The style and design of the sarcophagus found at the Herodium is extremely rare. Only a handful of others have been uncovered in Israel, all in elaborate tombs apparently belonging to prominent personalities, such as the King's Tomb on Salah a-Din Street in Jerusalem.

"It's a sarcophagus we don't just see anywhere," Netzer said. "It is something very special."

The sarcophagus and other structures at the Herodium were likely destroyed during the first Jewish revolt against the Roman Empire between A.D. 66 and 72.

The Jewish rebels despised Herod, calling him a puppet appointed by Judea's Roman rulers. The destruction was probably an expression of hatred or revenge, Netzer said. (See a historical overview of the time period.)

No human remains have been found in or near the tomb, and the skeleton of Herod himself will probably never be recovered, he added.

The scientists also uncovered several decorated ornamental urns similar to those made by Nabateans, an ancient Middle Eastern people absorbed by the Roman Empire.

A Find Long Overdue

Netzer has been excavating at the Herodium since 1972. The new discovery only came, however, after he and his colleagues Yaakov Kalman and Roi Porath, with the assistance of local Bedouins, began excavations higher up on the mountain slope in 2006.

The tomb was difficult to find because the site's mausoleum was mostly dismantled in ancient times and its only remnants are a large stage built of white-dressed stone, which is unique to the Herodium.

Though Herod originally intended to be buried at the foot of the hill, he later decided on a higher site. A monumental staircase leading to the hillside was constructed for his funeral procession.

The Tomb Estate found at the Herodium, located at the base of the hill, includes two massive buildings and a large Jewish ritual bath as well as a long, narrow parade ground, also likely used during Herod's funeral procession.
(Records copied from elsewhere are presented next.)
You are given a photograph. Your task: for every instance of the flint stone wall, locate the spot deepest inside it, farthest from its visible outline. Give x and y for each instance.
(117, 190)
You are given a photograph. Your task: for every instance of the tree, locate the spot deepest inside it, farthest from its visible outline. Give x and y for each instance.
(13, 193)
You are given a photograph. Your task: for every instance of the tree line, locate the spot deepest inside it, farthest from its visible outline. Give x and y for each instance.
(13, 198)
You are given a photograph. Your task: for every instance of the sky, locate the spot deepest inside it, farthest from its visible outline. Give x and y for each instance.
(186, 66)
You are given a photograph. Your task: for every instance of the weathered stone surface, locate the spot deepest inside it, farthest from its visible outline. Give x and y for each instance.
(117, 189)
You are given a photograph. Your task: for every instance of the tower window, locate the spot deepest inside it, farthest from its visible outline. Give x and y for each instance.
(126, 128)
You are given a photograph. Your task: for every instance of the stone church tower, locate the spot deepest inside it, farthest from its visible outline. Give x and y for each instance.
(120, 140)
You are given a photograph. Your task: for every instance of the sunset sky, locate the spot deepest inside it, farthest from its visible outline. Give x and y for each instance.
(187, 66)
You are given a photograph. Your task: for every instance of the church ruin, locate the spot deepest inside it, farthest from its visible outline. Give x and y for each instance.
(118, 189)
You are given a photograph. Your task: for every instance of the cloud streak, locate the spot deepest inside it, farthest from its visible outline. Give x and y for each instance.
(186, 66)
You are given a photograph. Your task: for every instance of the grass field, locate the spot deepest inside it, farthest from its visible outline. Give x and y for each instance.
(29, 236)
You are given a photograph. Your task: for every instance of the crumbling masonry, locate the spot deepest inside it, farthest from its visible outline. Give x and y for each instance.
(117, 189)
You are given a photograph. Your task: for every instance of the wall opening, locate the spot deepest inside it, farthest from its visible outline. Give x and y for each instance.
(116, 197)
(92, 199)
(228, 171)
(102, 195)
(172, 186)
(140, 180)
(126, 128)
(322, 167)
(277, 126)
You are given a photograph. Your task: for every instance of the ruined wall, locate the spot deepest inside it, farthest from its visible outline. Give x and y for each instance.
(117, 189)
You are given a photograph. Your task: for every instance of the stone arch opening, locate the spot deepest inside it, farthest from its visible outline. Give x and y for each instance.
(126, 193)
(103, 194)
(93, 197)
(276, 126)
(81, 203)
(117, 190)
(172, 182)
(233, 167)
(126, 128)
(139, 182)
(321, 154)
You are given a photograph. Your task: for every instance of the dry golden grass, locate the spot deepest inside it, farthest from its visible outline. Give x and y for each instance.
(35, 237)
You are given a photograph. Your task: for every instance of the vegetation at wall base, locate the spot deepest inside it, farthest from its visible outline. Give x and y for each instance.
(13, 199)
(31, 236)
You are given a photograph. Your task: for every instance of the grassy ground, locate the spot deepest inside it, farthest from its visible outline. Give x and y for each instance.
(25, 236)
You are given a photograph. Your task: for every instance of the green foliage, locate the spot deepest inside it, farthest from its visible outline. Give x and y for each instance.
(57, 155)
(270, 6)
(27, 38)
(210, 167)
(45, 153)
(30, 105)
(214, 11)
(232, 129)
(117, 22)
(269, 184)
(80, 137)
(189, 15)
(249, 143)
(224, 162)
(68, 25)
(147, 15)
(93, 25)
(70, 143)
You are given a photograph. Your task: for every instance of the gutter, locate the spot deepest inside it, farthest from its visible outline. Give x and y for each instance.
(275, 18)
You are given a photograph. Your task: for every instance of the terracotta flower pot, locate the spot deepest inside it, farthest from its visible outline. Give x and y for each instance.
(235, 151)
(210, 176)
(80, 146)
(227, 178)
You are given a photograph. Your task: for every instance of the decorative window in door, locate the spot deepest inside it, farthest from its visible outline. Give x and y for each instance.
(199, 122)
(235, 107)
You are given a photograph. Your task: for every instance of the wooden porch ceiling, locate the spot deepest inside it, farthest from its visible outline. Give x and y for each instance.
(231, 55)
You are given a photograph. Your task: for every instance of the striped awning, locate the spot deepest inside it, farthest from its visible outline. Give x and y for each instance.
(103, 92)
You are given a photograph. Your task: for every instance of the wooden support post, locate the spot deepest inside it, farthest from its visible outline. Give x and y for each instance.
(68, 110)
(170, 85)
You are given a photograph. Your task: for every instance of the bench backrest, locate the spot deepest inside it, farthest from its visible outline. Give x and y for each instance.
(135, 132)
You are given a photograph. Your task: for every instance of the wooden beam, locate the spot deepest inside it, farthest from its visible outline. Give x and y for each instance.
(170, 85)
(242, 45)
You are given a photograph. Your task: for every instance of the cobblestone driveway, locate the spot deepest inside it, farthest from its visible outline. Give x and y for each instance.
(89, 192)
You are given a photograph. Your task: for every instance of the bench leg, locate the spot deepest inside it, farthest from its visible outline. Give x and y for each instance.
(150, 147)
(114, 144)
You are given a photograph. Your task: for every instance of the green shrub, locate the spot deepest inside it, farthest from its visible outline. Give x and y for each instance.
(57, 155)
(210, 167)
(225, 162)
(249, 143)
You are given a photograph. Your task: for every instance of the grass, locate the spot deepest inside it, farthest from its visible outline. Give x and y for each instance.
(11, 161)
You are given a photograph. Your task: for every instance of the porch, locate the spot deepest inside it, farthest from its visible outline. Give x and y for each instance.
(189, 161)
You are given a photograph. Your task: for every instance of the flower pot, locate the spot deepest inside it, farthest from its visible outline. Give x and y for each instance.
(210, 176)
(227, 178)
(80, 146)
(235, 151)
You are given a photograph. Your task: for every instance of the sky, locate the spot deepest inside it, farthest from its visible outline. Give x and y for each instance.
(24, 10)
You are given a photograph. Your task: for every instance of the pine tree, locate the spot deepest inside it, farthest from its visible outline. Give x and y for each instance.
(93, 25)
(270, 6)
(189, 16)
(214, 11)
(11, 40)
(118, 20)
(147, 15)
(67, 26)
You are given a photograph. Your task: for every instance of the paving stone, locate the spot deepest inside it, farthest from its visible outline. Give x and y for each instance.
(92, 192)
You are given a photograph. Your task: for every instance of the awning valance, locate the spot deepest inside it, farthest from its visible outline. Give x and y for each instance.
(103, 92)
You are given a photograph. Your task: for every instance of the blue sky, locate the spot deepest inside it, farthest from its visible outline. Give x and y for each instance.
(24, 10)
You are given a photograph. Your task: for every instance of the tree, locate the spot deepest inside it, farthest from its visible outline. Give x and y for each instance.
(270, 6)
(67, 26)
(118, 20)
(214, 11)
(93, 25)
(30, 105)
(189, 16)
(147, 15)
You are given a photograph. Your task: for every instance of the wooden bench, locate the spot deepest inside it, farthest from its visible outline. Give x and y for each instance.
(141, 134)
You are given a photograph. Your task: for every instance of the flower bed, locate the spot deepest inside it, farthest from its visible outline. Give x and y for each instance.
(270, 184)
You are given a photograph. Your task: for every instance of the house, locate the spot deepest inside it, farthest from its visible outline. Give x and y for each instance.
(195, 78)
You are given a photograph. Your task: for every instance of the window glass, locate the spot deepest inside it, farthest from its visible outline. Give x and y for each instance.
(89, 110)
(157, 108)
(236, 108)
At the conclusion of the first Jewish revolt in A.D. 70, the rebels handed the site back to the Romans. Jewish fighters also briefly used the site during the Bar Kokhva revolt 50 years later. The fighters built a network of tunnels, which served their efforts in guerrilla warfare against the Romans.

Researchers have started planning additional work at the site, which is now administered by Israel's Nature and National Parks Protection Authority.

"We need to find more artifacts in order to fill in the pieces of the puzzle," Netzer said.